President Lee Bollinger’s Response to Recent Immigration Restrictions

July 03, 2020

Dear fellow members of the Columbia community:

Next week I will be writing with an update on the University’s plans for the fall semester. Today, I write in response to the Trump administration’s recently issued proclamation expanding the existing restrictions on immigration to also cover non-immigrants who seek entry into the United States under certain visas—H-1B and J-1, specifically. Unfortunately, even tragically, the new restrictions will make it harder for faculty, physicians, and research scholars to enter the United States. This has the potential to cause severe damage to our academic institutions and to the scientific community, in particular. I cannot overstate how strongly I disagree with these new restrictions. 

They strike at the heart of how American universities function, at their basic character, and at the principles that have contributed to the enormous advances in knowledge over the past century especially. Our great research universities, like Columbia, are able to contribute to the public good precisely because of the commitment to be part of an international community of scholars and researchers. The search for knowledge transcends national boundaries, and the strengths of our universities depend on tapping into that collective quest.
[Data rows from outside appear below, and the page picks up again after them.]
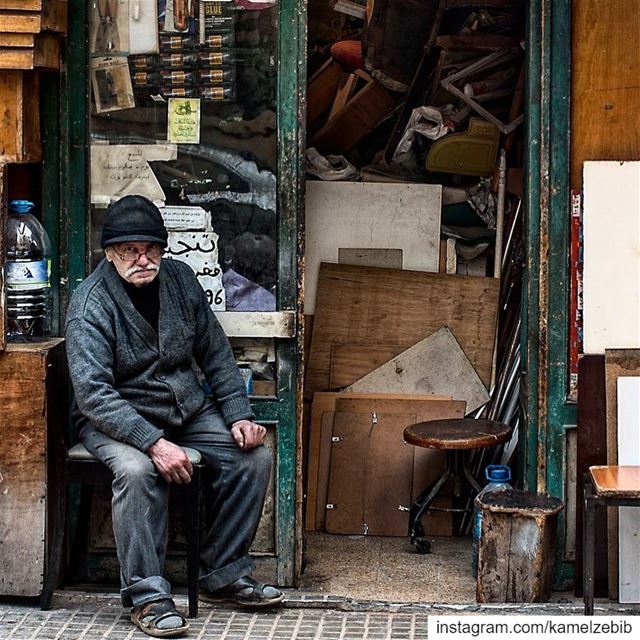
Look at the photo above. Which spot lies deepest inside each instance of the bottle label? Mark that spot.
(27, 275)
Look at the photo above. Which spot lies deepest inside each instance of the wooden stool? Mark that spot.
(457, 436)
(605, 486)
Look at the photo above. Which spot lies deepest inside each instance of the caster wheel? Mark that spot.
(423, 546)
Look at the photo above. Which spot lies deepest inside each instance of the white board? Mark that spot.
(365, 215)
(436, 365)
(611, 293)
(629, 517)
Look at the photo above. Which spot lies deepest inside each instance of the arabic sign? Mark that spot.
(184, 120)
(199, 249)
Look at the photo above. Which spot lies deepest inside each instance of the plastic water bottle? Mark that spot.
(27, 272)
(498, 476)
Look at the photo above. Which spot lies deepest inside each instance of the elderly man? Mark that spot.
(140, 339)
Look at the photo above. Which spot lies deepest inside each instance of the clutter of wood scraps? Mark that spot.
(414, 252)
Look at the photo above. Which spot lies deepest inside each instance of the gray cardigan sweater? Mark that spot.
(132, 383)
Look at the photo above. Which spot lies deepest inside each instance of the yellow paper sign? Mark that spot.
(184, 120)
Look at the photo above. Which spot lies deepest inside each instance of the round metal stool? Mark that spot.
(457, 436)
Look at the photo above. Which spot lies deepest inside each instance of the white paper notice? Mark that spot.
(199, 249)
(118, 170)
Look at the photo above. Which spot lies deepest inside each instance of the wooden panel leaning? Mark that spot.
(32, 417)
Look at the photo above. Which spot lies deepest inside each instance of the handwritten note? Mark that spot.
(183, 218)
(118, 170)
(199, 249)
(184, 120)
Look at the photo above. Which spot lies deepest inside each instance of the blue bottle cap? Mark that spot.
(498, 473)
(21, 206)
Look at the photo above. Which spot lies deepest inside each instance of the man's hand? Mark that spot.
(247, 434)
(171, 461)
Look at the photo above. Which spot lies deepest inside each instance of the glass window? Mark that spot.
(183, 111)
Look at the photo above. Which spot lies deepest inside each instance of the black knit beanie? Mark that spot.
(133, 219)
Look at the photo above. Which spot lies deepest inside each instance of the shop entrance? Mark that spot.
(414, 263)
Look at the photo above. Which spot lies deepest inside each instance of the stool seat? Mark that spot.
(457, 433)
(616, 481)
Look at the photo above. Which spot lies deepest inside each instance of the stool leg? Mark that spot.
(193, 540)
(54, 553)
(588, 546)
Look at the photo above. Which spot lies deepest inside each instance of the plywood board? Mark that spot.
(611, 287)
(385, 258)
(366, 304)
(343, 215)
(605, 93)
(428, 464)
(434, 365)
(370, 475)
(351, 361)
(629, 517)
(320, 427)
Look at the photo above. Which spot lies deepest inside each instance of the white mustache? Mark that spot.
(131, 270)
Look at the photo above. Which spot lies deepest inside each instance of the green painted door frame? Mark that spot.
(67, 148)
(546, 301)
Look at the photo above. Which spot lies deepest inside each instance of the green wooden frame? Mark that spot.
(71, 186)
(546, 300)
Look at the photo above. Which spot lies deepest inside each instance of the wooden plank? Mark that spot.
(358, 118)
(23, 472)
(629, 517)
(17, 39)
(44, 55)
(350, 361)
(52, 17)
(398, 216)
(4, 195)
(428, 464)
(386, 305)
(592, 450)
(611, 280)
(322, 89)
(320, 444)
(605, 93)
(370, 475)
(434, 365)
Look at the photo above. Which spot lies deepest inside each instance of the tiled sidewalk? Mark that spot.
(78, 615)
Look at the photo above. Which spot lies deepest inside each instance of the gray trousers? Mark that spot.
(235, 485)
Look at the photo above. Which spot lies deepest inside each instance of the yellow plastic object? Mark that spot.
(472, 153)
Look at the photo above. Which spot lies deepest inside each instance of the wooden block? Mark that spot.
(322, 89)
(350, 361)
(358, 118)
(404, 306)
(51, 17)
(20, 115)
(370, 475)
(592, 450)
(434, 365)
(45, 54)
(32, 376)
(17, 39)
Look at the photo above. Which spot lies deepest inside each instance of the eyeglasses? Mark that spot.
(129, 253)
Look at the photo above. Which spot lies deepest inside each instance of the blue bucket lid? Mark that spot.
(21, 206)
(498, 473)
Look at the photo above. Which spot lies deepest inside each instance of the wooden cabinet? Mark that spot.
(33, 403)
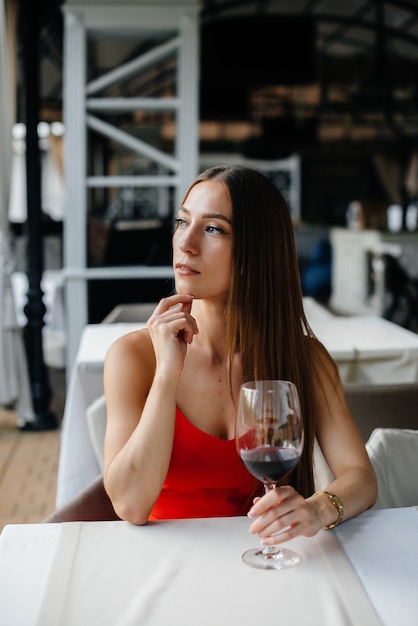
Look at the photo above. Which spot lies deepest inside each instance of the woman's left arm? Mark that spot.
(286, 512)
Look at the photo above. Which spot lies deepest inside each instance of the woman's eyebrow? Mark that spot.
(218, 216)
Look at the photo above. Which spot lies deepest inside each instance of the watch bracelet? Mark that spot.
(338, 505)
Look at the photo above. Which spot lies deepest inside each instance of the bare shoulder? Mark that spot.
(131, 353)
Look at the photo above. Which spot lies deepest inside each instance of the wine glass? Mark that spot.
(269, 438)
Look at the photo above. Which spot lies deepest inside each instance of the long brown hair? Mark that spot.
(265, 320)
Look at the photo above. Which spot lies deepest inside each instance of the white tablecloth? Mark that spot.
(189, 572)
(366, 349)
(78, 464)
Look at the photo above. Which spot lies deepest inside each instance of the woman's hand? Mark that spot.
(282, 514)
(172, 328)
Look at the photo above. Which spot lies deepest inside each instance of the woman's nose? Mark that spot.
(189, 241)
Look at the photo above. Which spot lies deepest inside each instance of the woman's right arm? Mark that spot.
(141, 375)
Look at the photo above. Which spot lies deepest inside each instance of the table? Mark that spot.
(365, 348)
(188, 572)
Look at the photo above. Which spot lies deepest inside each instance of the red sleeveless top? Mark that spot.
(206, 477)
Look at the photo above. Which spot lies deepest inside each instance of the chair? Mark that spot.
(90, 505)
(394, 456)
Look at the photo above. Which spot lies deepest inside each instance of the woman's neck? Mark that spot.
(211, 325)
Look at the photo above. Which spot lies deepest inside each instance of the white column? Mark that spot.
(75, 151)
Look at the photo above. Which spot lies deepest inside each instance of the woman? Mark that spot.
(171, 389)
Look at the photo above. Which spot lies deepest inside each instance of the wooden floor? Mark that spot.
(29, 464)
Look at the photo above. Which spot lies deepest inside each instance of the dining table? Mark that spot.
(190, 572)
(365, 349)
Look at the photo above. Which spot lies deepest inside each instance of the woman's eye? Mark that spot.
(216, 229)
(179, 223)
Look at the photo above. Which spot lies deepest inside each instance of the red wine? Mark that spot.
(269, 464)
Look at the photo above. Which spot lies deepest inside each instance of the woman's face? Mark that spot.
(202, 242)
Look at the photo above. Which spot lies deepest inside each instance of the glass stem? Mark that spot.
(270, 550)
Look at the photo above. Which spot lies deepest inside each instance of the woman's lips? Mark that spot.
(185, 270)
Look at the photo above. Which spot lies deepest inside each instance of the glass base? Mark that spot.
(280, 558)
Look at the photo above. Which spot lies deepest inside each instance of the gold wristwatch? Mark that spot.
(336, 502)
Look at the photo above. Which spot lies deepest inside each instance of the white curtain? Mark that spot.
(14, 378)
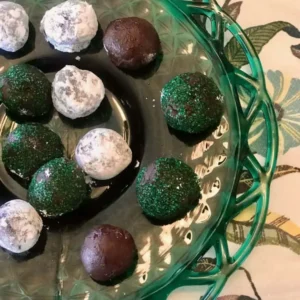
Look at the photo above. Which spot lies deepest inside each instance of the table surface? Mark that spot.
(272, 270)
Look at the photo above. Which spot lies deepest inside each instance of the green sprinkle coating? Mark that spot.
(25, 91)
(57, 187)
(167, 189)
(29, 147)
(191, 102)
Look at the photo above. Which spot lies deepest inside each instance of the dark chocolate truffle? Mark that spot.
(131, 43)
(29, 147)
(57, 188)
(192, 103)
(25, 91)
(167, 189)
(108, 252)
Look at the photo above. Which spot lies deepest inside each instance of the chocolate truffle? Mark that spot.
(192, 103)
(131, 43)
(20, 226)
(70, 26)
(108, 252)
(29, 147)
(167, 189)
(57, 188)
(76, 93)
(14, 26)
(103, 153)
(25, 91)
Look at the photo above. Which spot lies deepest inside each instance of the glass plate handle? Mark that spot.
(258, 194)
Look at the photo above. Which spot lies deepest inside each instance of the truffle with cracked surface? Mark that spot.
(20, 226)
(70, 26)
(103, 153)
(77, 93)
(14, 26)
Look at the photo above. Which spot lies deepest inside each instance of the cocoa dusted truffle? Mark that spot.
(167, 189)
(131, 43)
(192, 103)
(108, 252)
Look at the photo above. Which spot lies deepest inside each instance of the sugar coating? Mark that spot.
(14, 26)
(20, 226)
(70, 26)
(76, 93)
(103, 153)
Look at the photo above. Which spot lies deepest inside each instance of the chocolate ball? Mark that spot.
(131, 43)
(108, 252)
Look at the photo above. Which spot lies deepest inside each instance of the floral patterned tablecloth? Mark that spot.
(272, 271)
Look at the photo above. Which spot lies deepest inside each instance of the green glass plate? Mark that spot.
(192, 36)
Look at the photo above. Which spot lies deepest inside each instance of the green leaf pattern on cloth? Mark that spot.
(259, 36)
(285, 94)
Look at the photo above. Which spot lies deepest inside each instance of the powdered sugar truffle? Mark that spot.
(14, 26)
(70, 26)
(20, 226)
(103, 153)
(76, 93)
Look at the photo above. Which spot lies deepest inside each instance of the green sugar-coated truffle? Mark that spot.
(57, 188)
(25, 91)
(191, 102)
(29, 147)
(167, 189)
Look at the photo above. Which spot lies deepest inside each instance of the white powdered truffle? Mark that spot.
(70, 26)
(103, 153)
(20, 226)
(76, 93)
(14, 26)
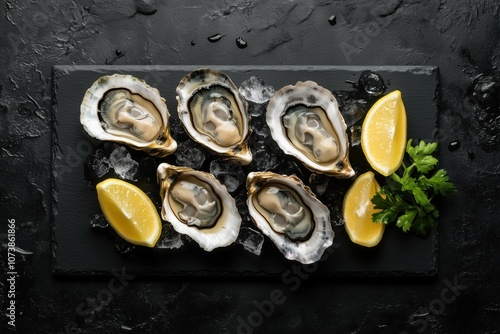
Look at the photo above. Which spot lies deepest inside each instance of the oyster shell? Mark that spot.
(215, 114)
(289, 213)
(196, 204)
(306, 122)
(124, 109)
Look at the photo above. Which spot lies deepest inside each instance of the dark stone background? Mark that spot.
(461, 38)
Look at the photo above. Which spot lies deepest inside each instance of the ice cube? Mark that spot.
(190, 156)
(229, 174)
(169, 238)
(97, 164)
(123, 164)
(251, 240)
(256, 109)
(264, 160)
(255, 90)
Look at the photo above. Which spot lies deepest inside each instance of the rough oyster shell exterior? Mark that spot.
(309, 95)
(320, 237)
(197, 85)
(224, 230)
(162, 144)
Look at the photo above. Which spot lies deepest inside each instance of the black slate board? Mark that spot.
(79, 249)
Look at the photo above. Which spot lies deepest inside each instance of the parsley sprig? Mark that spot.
(407, 199)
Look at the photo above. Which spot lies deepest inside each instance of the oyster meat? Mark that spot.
(215, 114)
(306, 122)
(289, 213)
(124, 109)
(198, 205)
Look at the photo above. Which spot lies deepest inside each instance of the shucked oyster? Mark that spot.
(215, 114)
(196, 204)
(306, 122)
(124, 109)
(289, 213)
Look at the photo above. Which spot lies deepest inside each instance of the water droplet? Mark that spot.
(332, 20)
(454, 145)
(371, 83)
(145, 7)
(241, 43)
(215, 38)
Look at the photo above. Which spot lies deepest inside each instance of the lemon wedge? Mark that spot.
(129, 211)
(358, 209)
(383, 134)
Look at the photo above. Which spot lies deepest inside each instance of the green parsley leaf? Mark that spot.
(422, 155)
(406, 199)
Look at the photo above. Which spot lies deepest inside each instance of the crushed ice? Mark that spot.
(255, 90)
(251, 240)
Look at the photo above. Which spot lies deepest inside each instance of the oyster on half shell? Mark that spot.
(198, 205)
(306, 122)
(215, 114)
(289, 213)
(124, 109)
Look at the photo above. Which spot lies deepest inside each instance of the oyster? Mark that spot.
(196, 204)
(215, 114)
(306, 122)
(124, 109)
(289, 213)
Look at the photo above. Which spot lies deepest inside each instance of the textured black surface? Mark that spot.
(461, 38)
(80, 250)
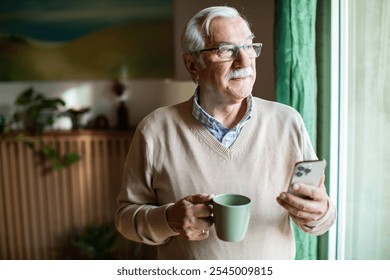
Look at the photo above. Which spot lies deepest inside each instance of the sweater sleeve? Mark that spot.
(139, 217)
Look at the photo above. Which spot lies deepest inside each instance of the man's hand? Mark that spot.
(305, 210)
(190, 216)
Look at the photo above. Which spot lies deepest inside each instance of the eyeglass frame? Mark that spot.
(236, 49)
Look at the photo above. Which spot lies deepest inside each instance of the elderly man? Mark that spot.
(222, 140)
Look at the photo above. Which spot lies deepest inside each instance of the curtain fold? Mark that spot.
(296, 79)
(367, 228)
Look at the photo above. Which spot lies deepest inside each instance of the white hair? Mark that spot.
(197, 29)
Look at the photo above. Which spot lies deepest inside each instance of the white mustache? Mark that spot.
(239, 73)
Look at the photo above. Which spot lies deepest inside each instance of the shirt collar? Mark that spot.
(210, 122)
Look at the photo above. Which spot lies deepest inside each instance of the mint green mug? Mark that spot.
(231, 216)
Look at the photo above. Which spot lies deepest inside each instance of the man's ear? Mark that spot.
(192, 66)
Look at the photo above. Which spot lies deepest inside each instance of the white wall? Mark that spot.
(143, 96)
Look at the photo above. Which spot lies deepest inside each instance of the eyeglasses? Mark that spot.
(230, 52)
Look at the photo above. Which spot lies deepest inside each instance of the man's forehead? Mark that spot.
(227, 30)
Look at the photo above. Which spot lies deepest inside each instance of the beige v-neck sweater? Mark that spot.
(172, 156)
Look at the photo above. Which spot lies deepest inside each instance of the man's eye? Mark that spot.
(226, 51)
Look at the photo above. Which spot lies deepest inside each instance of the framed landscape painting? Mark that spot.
(97, 39)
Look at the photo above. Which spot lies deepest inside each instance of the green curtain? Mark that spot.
(296, 78)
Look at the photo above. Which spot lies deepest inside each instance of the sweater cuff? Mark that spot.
(158, 220)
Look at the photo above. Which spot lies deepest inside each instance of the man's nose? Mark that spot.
(242, 59)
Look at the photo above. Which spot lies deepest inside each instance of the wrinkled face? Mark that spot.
(214, 77)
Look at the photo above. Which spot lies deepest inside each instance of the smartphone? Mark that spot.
(307, 172)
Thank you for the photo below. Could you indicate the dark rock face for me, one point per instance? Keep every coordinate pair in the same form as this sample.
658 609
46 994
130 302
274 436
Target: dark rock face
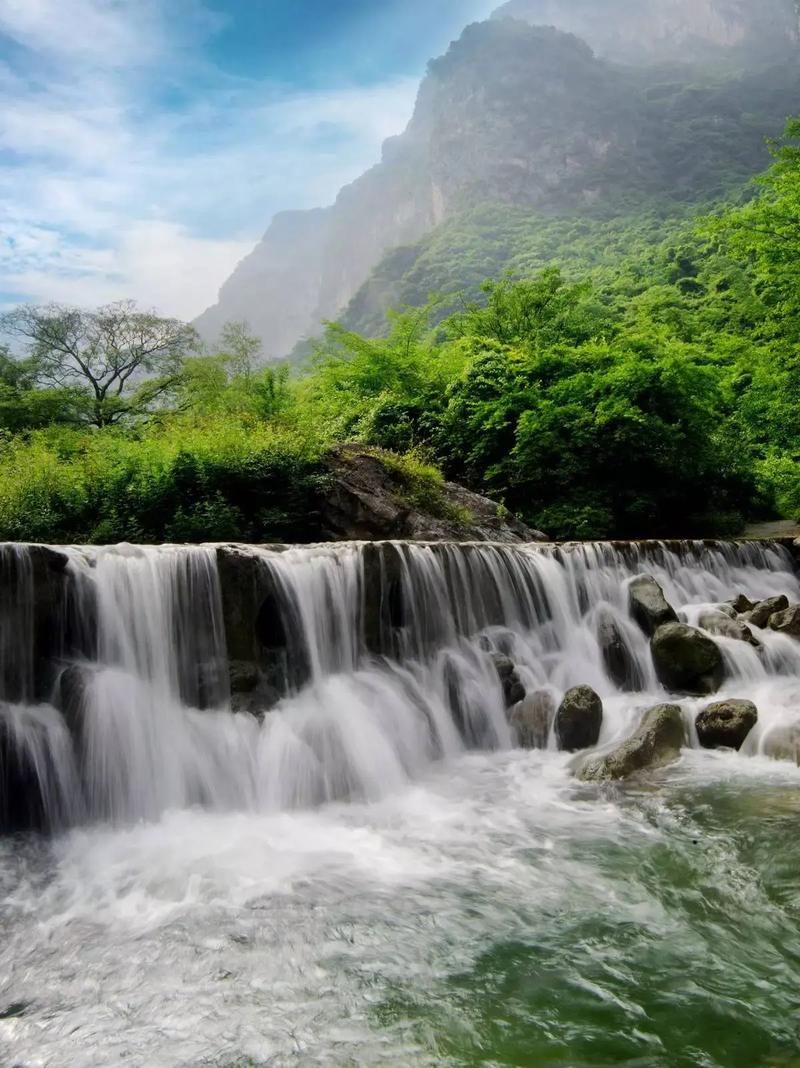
513 689
759 616
367 500
786 622
741 603
725 724
532 718
579 719
655 743
648 606
687 660
617 657
715 623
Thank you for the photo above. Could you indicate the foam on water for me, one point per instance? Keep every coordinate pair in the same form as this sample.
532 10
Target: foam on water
371 874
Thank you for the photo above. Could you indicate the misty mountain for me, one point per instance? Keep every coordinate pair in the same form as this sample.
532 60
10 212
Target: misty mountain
550 109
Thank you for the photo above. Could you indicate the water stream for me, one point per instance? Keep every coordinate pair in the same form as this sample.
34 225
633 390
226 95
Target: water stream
371 873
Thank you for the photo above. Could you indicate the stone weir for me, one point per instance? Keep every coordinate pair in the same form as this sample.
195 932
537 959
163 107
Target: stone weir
137 679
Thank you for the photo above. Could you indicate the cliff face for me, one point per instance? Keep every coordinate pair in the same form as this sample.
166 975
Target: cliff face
641 31
513 113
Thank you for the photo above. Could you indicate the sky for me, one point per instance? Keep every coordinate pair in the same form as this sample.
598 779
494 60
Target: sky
145 144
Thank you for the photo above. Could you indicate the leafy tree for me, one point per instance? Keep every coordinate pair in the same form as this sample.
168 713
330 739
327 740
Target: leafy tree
240 348
119 361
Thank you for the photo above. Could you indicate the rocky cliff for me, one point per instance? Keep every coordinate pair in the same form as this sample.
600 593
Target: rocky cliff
641 31
524 114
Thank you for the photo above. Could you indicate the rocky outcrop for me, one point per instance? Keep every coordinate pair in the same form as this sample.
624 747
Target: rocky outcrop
723 626
617 656
725 724
579 719
687 660
786 622
665 30
648 606
740 603
369 496
761 615
513 114
513 689
655 743
531 720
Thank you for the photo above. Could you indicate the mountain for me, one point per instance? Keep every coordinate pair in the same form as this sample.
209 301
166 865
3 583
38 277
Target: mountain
529 121
643 31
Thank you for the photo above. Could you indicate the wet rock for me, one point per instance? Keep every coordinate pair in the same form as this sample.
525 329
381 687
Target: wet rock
687 660
532 718
725 724
786 622
655 743
741 603
616 655
648 606
579 719
722 626
71 697
510 680
251 690
366 496
759 616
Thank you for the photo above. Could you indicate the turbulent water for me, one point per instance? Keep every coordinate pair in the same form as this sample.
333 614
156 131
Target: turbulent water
372 874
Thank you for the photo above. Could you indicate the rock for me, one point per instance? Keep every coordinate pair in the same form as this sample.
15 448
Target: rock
648 606
655 743
687 660
741 603
369 497
725 724
616 655
722 626
579 719
513 689
759 616
532 718
786 622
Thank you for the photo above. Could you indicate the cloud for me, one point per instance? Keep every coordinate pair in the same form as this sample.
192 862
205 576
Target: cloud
129 167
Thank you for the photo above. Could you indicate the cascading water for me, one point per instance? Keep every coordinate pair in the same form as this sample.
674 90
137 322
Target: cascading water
191 721
378 661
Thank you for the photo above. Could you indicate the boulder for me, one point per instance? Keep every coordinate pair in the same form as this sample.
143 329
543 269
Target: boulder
722 626
687 660
620 662
648 606
532 718
725 724
761 615
786 622
513 689
579 719
656 742
370 496
741 603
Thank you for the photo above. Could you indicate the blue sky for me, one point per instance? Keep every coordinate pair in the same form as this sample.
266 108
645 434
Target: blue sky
144 144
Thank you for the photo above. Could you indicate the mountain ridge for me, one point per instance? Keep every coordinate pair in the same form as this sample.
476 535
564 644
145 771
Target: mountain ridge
513 113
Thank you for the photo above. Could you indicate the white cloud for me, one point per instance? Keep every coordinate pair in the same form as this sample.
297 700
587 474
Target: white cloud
105 194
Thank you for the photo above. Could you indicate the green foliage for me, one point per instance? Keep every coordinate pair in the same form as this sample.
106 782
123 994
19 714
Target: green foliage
185 481
649 387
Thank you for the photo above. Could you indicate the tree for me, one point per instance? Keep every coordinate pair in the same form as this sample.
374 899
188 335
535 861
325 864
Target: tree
119 361
240 348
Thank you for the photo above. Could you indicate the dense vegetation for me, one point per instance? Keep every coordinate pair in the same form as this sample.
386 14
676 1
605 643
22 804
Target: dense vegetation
649 385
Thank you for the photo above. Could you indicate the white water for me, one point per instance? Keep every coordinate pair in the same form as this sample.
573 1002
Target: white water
372 876
154 728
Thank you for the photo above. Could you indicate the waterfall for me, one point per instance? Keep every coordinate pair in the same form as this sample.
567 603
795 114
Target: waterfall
140 679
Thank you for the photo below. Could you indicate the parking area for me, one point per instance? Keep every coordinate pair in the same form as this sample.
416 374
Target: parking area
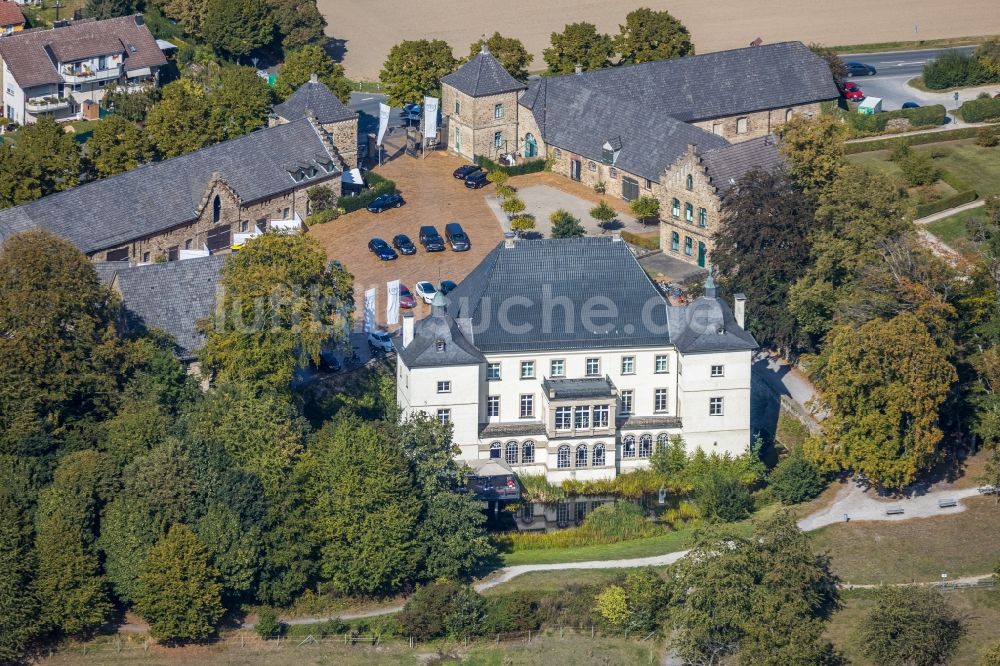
432 196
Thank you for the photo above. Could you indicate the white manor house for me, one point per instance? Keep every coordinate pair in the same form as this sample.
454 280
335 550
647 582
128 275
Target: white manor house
560 357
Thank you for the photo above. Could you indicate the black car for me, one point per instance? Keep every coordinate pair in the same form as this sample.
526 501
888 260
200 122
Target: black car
477 180
431 239
381 249
384 201
466 170
403 243
859 69
456 237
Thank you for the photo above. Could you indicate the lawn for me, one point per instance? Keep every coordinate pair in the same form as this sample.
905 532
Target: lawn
981 609
963 544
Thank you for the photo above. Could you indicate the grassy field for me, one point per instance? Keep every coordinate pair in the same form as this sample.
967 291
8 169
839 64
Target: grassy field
964 544
981 609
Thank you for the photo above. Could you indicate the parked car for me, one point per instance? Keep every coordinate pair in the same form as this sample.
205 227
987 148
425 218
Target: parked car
381 249
456 237
426 291
379 342
380 203
406 300
852 92
477 180
403 243
431 239
466 170
859 69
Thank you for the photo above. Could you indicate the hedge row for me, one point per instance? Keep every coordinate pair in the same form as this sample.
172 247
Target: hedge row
645 242
924 116
980 110
915 140
534 166
377 187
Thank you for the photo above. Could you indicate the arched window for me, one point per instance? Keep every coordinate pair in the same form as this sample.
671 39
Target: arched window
662 440
510 453
645 446
528 452
562 456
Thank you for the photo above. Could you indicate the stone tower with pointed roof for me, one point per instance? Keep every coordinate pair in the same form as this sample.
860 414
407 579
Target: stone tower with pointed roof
479 101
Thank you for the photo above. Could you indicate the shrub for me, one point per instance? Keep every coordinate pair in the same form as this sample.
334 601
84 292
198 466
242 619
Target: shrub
268 625
988 137
980 110
442 608
795 479
918 169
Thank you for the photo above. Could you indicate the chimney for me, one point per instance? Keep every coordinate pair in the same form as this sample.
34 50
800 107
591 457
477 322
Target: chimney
407 329
740 309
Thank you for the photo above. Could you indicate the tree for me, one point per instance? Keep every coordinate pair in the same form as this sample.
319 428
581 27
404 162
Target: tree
645 208
508 50
365 509
564 225
414 68
241 102
795 479
178 591
762 247
884 384
909 626
62 364
105 9
279 307
651 35
117 146
237 27
182 121
814 148
603 213
298 22
18 604
302 64
69 583
578 44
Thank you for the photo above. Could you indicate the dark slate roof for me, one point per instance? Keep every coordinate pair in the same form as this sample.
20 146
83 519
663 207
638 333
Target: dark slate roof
707 325
553 274
172 296
159 196
423 352
314 96
572 389
481 76
727 165
27 53
713 85
581 120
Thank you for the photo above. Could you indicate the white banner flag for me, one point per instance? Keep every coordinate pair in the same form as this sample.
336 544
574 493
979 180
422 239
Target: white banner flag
392 303
430 117
370 297
383 121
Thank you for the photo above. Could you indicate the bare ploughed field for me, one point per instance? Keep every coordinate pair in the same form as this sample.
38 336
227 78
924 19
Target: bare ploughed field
372 27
Besides negatively affecting the sense of shared purpose, these changes have very practical adverse consequences for public health, the economy, and general human wellbeing.

According to the American Immigration Council, over the past decade, eight companies that are currently trying to develop a COVID-19 vaccine (Gilead Sciences, GSK, INOVIO Pharmaceuticals, Johnson & Johnson’s pharmaceutical arm, Moderna Therapeutics, Regeneron Pharmaceuticals, Sanofi, and Vir Biotechnology) received approvals for 3,310 biochemists, biophysicists, chemists, and other scientists through the H-1B program. Additionally, the Council points out that an increase in H-1B visas could create an estimated 1.3 million new jobs and add around $158 billion to U.S. GDP by 2045.

These statistics, important but abstract, cannot fully capture the harm caused by the misguided changes in the nation’s visa policies. There will be very direct and difficult human consequences for members of our institutional family, affecting our international students, researchers, faculty, and staff who daily bring the world to our intellectual doorstep. They are our colleagues, neighbors, and friends. I am certainly committed on Columbia’s behalf to opposing restrictive immigration policies such as these and to continuing Columbia’s longstanding efforts to embrace the world, not turn against it, which only weakens us and inhibits the fundamental quest for human understanding.